Event objectives and the questions you should be asking
Earlier this week I wrote about the initial stages of organising an event, specifically the first meeting you should have with your colleagues involved in the event. One of the issues I said you should discuss are the event objectives. I wanted to spend a bit more time talking about objectives because I believe if you are going to organise an event you do need to make sure you know the objectives before you do anything else.
As the saying goes knowledge is power and in order to make an event successful understanding the actual point of the event is crucial. I do think it is important to stress that organising an event is a job in itself, it is an industry in itself and PAs cannot be expected to put together an event without this initial knowledge. It is a big misconception that because PAs have great organisational skills they can create an event and it will just be successful. There is more to it than that!
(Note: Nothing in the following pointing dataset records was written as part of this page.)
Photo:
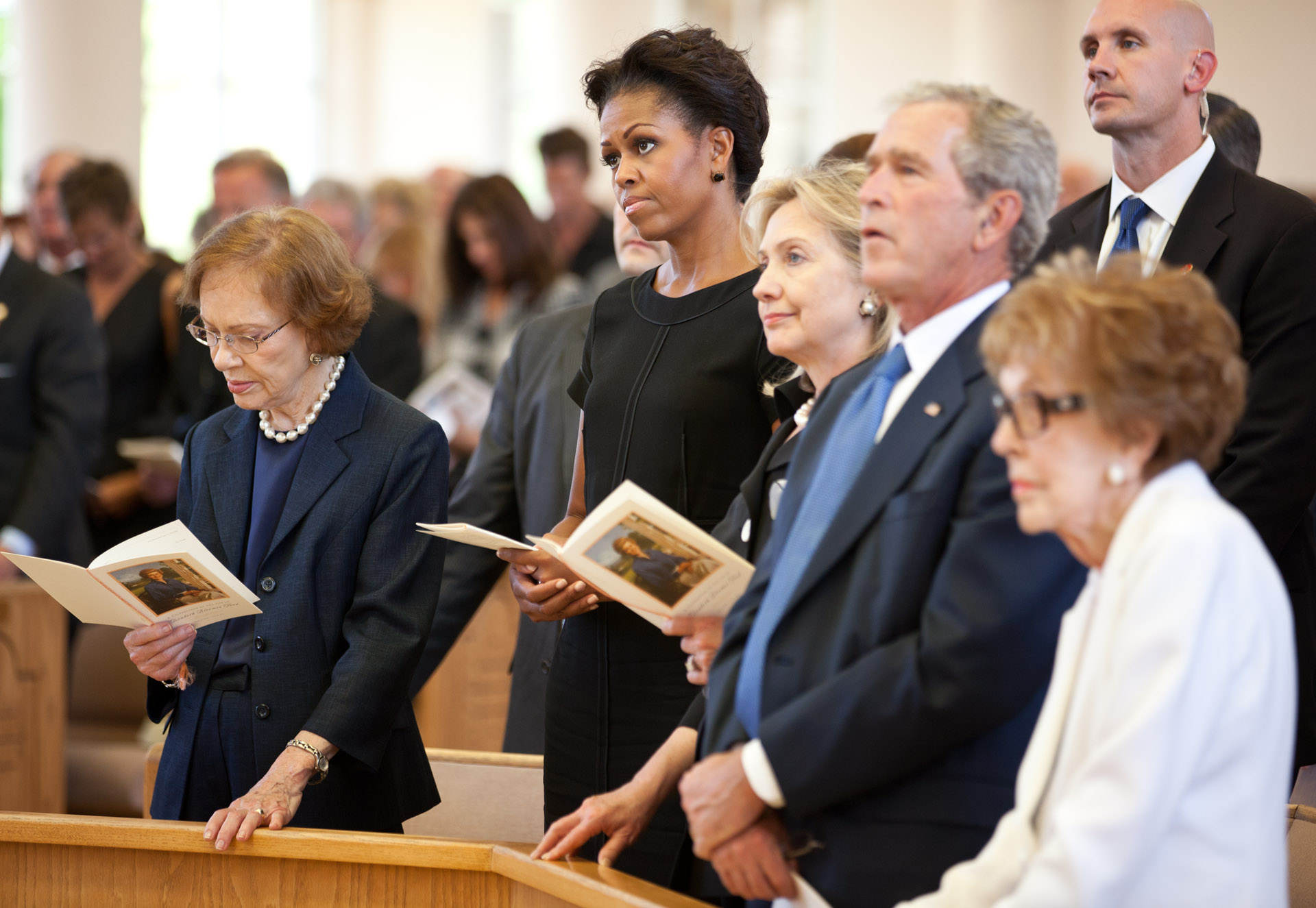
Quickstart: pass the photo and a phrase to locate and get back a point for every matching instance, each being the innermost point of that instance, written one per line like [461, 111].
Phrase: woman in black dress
[670, 387]
[816, 313]
[132, 295]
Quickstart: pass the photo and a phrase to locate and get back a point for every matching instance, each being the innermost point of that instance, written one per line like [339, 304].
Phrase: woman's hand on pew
[160, 650]
[274, 800]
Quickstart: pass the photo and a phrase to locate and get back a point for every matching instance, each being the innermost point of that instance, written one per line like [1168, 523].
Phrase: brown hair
[707, 82]
[523, 243]
[565, 143]
[260, 160]
[302, 267]
[97, 186]
[1144, 352]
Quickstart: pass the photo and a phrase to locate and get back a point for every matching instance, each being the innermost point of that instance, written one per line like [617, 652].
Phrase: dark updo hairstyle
[97, 186]
[707, 82]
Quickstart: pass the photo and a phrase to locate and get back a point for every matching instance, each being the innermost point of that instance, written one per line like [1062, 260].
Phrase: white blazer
[1158, 770]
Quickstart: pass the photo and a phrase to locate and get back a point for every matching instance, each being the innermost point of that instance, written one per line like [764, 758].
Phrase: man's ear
[998, 214]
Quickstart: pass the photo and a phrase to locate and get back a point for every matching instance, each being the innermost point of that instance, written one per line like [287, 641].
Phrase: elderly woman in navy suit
[310, 490]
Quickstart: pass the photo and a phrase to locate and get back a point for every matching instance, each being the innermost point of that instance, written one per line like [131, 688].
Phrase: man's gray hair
[1006, 148]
For every event the objectives setting stage should start with these three questions:
1. What will a successful event look like for those attending and your company?
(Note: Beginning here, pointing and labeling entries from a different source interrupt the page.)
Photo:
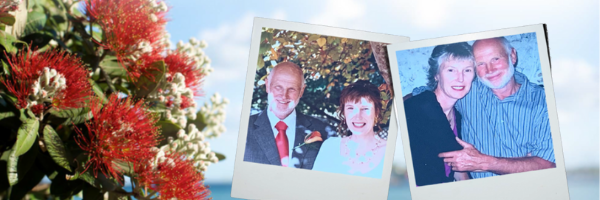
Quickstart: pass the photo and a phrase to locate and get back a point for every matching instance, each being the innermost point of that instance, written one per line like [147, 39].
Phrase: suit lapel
[266, 139]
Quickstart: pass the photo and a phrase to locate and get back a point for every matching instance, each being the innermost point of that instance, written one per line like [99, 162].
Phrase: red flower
[179, 62]
[121, 131]
[48, 79]
[132, 28]
[173, 177]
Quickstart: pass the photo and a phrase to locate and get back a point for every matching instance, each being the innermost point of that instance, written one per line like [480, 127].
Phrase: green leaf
[168, 129]
[7, 114]
[64, 189]
[56, 148]
[67, 113]
[145, 85]
[200, 122]
[124, 167]
[220, 156]
[7, 19]
[35, 22]
[98, 91]
[101, 181]
[37, 40]
[92, 193]
[112, 67]
[11, 168]
[7, 41]
[18, 166]
[122, 89]
[27, 134]
[30, 180]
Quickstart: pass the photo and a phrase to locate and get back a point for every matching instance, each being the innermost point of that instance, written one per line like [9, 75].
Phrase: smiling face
[360, 116]
[455, 77]
[494, 67]
[284, 87]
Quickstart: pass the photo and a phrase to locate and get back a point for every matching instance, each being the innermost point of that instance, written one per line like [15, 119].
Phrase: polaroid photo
[478, 117]
[317, 119]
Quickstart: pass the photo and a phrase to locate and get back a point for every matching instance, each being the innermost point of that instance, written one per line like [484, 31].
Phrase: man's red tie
[282, 143]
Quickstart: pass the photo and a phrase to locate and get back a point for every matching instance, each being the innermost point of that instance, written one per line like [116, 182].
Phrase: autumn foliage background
[94, 91]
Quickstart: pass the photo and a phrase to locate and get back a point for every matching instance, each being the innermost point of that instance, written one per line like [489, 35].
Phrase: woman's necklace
[363, 159]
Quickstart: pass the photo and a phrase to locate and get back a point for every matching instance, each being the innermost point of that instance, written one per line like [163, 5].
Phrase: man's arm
[470, 159]
[516, 165]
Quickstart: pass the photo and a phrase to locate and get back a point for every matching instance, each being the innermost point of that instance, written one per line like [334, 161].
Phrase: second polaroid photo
[478, 117]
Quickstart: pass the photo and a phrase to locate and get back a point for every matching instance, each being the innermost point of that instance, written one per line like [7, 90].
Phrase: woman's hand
[459, 176]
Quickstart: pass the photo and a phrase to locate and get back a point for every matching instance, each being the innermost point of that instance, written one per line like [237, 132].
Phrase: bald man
[273, 133]
[505, 124]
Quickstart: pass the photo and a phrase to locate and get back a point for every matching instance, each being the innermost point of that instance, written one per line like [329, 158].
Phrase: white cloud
[576, 92]
[338, 12]
[228, 48]
[424, 14]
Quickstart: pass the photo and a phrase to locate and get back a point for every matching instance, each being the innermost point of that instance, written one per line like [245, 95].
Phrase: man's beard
[505, 78]
[273, 105]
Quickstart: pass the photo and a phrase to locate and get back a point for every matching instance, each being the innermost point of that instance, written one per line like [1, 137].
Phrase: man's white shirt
[290, 121]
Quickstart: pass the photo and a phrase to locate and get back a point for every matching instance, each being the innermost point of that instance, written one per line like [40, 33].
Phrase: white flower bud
[203, 44]
[181, 134]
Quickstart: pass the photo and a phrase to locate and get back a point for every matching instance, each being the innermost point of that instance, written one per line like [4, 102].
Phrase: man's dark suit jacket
[429, 134]
[261, 146]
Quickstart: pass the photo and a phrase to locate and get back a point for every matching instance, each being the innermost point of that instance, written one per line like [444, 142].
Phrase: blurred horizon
[573, 29]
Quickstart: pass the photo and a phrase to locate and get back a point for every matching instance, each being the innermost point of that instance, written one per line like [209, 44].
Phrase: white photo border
[539, 184]
[260, 181]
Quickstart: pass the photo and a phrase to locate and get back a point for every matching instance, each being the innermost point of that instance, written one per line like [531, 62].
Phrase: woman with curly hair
[360, 149]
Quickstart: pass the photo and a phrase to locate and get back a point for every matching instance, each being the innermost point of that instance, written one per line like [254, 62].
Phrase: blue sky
[573, 34]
For the attendee this could be a whole host of things such as networking, team building, learning, knowledge sharing etc. It really does depend on the event. Do remember to find out what the company is getting out of the event too, after all they are spending the money!
2. What are the objectives of each individual part of the event and the event overall?
The event should have an overall objective but it is also worthwhile looking at each part of the event and creating an objective for that section. So for example if you are hosting a conference followed by networking drinks, objectives need to be set for both parts of the events.
3. How will you be able to measure the success of the event?
What metrics will you use to evaluate the event success, how will this affect other events if this is one of many that you have been asked to organise? The pre event planning can help you measure your success and keep tabs on what has worked and what hasn’t.
These are the three most important questions you can ask but you would be amazed how many organisations never answer these points prior to asking assistants to get on with the event arrangements. It can be difficult for an assistant to stop and ask these questions because they may feel their role is to organise not necessarily to discuss strategy. However I would argue that it is fundamentally important that if an assistant has been charged with organising the event they need to know the answers to these questions and need to feel comfortable asking senior members of staff what are the objectives.